There’s also talk of a 15-inch MacBook Air, but I’m not seeing the need with a 16-inch MacBook Pro, except to save a few hundred dollars for a slightly more compact form factor with less performance. But I’m not the marketing genius in the family, so I’ll let it lie there.
Then there’s the Mac Pro. An Apple executive who described the lineup said it topped out, more or less, with the Mac Studio, which could also use an update since a top-of-the-line Mac mini sometimes speeds past it.
Apple did previously promise a Mac Pro, but the actual configuration remains a mystery. One rumor had it that the form factor would be similar to the present cheese-grater version with the best possible M-series chip in it, perhaps scaled up from the existing Ultra. But the main potential concern is expandability. Does Apple Silicon support discrete GPUs for higher graphics performance? Or must you depend on whatever Apple can integrate with its system-on-a-chip scheme? What about RAM, which is integrated with the CPU and can’t be replaced?
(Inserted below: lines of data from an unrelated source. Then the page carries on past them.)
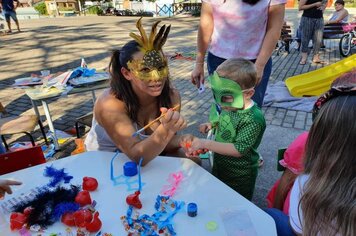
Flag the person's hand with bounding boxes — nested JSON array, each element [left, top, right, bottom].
[[314, 2, 323, 7], [191, 62, 204, 88], [180, 134, 209, 157], [0, 179, 22, 199], [199, 122, 212, 134], [160, 107, 187, 134], [256, 64, 265, 86], [179, 134, 195, 152]]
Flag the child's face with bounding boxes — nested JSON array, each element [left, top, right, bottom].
[[209, 72, 254, 111], [221, 88, 255, 111]]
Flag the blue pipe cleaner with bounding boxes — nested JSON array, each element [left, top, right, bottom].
[[43, 165, 73, 187], [53, 202, 80, 221]]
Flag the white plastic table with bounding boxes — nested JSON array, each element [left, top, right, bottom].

Unless there’s some level of expandability for professional users, what would a Mac Pro accomplish compared, say, to a more powerful version of the Mac Studio? Would there even be much of an audience for a computer of this sort for specialized work?
Apple’s support of the Mac Pro in recent years has been very hit and miss. The 2019 Mac Pro is the very latest, and that represents an eternity in the tech business. Or maybe getting out a new version with Apple’s chips is just taking more time, and that the result will be worthwhile when it arrives. But don’t forget that the most powerful Mac Studio, with the M1 Ultra chip, achieves performance that exceeds many configurations of the Mac Pro right now.
The online speculators who claim advanced knowledge of what Apple is up to have left a poor impression of what a 2023 Mac Pro would be like. But, again, that’s just speculation. Sometimes it’s right, sometimes it’s partly right, sometimes it’s wrong.
As for me, I can see the possibilities of a forthcoming 24-inch iMac with an M3 Pro CPU. By giving up three inches in screen real estate, which would seem fairly trivial to me, I could probably save a fair amount of money. Hmmm.